728. Wildlife in the Land of Fire

Today is Wednesday, my regular posting day, June 3, 2026. Scheduled in eight hours was 728. Covers, promised last week.

Something timely has come up to shove it and the next few posts down the pipeline by a week. Two things actually, one benign and fun, the other a bit jarring.

I live in the foothills of the Sierras, at about the thousand foot elevation. It is the level that they call the heat zone. I once heard another resident say that where we live, even the rattlesnakes carry canteens. We moved here decades ago to get out of the crowded central valley.

It rains about twelve inches during the winter. Everything is green and lush while the Eastern states are under snow, but from May until October there is no rain. Not a drop. The grasses go brown-golden and crackle in the sun, like tinder.
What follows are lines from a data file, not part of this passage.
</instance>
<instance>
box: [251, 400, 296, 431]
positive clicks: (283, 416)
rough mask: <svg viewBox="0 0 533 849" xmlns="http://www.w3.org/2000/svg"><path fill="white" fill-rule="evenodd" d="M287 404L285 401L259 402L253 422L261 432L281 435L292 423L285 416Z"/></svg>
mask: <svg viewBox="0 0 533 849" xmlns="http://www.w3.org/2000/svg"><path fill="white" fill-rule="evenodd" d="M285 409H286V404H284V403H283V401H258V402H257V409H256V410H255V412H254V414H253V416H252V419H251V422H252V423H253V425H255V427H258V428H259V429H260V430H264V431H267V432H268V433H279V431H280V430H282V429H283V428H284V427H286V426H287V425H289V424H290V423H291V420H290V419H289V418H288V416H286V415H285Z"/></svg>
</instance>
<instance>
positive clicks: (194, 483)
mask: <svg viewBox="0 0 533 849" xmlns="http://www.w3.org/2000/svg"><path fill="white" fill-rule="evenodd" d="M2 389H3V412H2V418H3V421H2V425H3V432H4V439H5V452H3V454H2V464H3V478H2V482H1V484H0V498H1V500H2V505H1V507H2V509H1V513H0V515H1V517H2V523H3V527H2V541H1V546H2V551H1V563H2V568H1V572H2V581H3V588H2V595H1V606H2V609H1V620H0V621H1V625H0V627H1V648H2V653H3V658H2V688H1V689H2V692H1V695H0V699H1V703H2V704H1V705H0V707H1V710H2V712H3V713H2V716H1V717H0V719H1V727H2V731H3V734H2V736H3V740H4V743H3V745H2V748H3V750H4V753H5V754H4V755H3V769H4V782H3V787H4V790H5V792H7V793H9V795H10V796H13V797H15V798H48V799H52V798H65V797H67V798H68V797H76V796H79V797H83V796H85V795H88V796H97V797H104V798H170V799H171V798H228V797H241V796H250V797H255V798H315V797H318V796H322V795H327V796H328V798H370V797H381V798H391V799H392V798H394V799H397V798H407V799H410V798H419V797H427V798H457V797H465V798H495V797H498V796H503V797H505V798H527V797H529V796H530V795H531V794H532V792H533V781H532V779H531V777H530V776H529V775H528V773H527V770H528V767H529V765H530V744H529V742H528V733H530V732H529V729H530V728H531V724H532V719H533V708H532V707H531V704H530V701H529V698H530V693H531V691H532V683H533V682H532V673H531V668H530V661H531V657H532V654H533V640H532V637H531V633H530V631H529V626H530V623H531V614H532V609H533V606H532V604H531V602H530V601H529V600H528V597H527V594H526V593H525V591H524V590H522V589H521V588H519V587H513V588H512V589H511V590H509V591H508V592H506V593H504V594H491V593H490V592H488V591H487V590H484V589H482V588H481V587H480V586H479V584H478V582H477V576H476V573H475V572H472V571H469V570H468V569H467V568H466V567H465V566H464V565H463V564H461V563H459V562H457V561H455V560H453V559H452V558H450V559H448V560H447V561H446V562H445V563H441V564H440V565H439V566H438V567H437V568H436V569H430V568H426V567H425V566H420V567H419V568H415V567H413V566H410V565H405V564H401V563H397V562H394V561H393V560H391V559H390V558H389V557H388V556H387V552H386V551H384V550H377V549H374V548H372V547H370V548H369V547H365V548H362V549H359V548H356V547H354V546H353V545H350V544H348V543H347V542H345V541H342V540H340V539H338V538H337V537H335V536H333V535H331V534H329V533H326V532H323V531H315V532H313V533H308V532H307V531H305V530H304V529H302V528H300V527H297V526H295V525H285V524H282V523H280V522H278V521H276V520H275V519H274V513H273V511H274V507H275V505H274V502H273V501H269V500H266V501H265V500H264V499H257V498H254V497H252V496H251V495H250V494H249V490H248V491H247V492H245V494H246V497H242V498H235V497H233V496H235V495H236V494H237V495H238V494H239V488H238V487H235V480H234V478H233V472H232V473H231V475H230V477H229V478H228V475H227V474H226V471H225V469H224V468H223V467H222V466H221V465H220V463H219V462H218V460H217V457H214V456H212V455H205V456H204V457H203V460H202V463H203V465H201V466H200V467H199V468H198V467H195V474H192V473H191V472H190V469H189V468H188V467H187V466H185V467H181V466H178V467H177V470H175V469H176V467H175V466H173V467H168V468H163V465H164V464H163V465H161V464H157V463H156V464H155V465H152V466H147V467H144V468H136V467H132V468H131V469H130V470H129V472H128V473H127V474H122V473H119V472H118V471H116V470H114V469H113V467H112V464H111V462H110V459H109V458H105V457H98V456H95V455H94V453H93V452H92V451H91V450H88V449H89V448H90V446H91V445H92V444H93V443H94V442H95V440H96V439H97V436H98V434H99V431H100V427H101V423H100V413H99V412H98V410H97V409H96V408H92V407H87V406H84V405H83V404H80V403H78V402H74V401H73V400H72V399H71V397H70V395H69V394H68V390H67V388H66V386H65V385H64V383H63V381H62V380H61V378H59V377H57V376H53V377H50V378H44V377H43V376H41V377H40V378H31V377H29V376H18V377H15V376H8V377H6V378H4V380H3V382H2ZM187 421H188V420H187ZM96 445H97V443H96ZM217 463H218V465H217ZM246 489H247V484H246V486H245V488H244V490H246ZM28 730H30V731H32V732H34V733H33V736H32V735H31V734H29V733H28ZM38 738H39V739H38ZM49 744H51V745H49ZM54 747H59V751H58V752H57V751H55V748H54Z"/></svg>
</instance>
We came here for the space and the wildlife. Buzzards circle every day. They are quite beautiful, since their odd red heads are hidden by altitude. Occasionally there are bald eagles circling with them, and often red tail hawks, crows, and geese.

On the ground, there are wild turkeys. A few years ago a flock came frequently to our place, to loll beneath the shade trees in the heat of summer. One year an injured adult stayed on our property all summer, recuperating, then disappeared in the fall.

Recently, turkeys have been scarce at our place, but a few days ago a new flock, three adults and about a dozen babies, started coming through. We’ve missed having a personal flock of turkeys.

That is the benign and fun thing. The other is fire — not benign and not fun.

Every summer there are fires, often large, often close by, sometimes on our doorstep. Yesterday, it happened again, and once again we dodged the bullet.

About two in the afternoon, I heard aircraft flying low overhead, and the phone rang with an evacuation alert. We jumped into the car, to be ready for a quick retreat. From the end of the driveway we could see a black cloud of smoke on the next road over. We drove around the twisting roads to visually triangulate the center, pulling off from time to time to let fire crews go by.

It was a small fire by California standards, but just the kind that can spread devastation measured in square miles if allowed to grow. There was a small spotter plane circling high overhead, a helicopter shuttling back and forth to a nearby lake to drop hundreds of gallons of water onto the fire and a larger plane divebombing loads of fire retardant between the flames and nearby houses. The retardant plane is what you see in the photo above.

That’s where I live — full of wildlife, beautiful, dangerous, and often quite lively. When I finish this post, I’ll drive over to see the details. All the roads into the area were closed off by fire crews yesterday.

As nearly as I can tell from Google Maps, the fire was about a half mile away.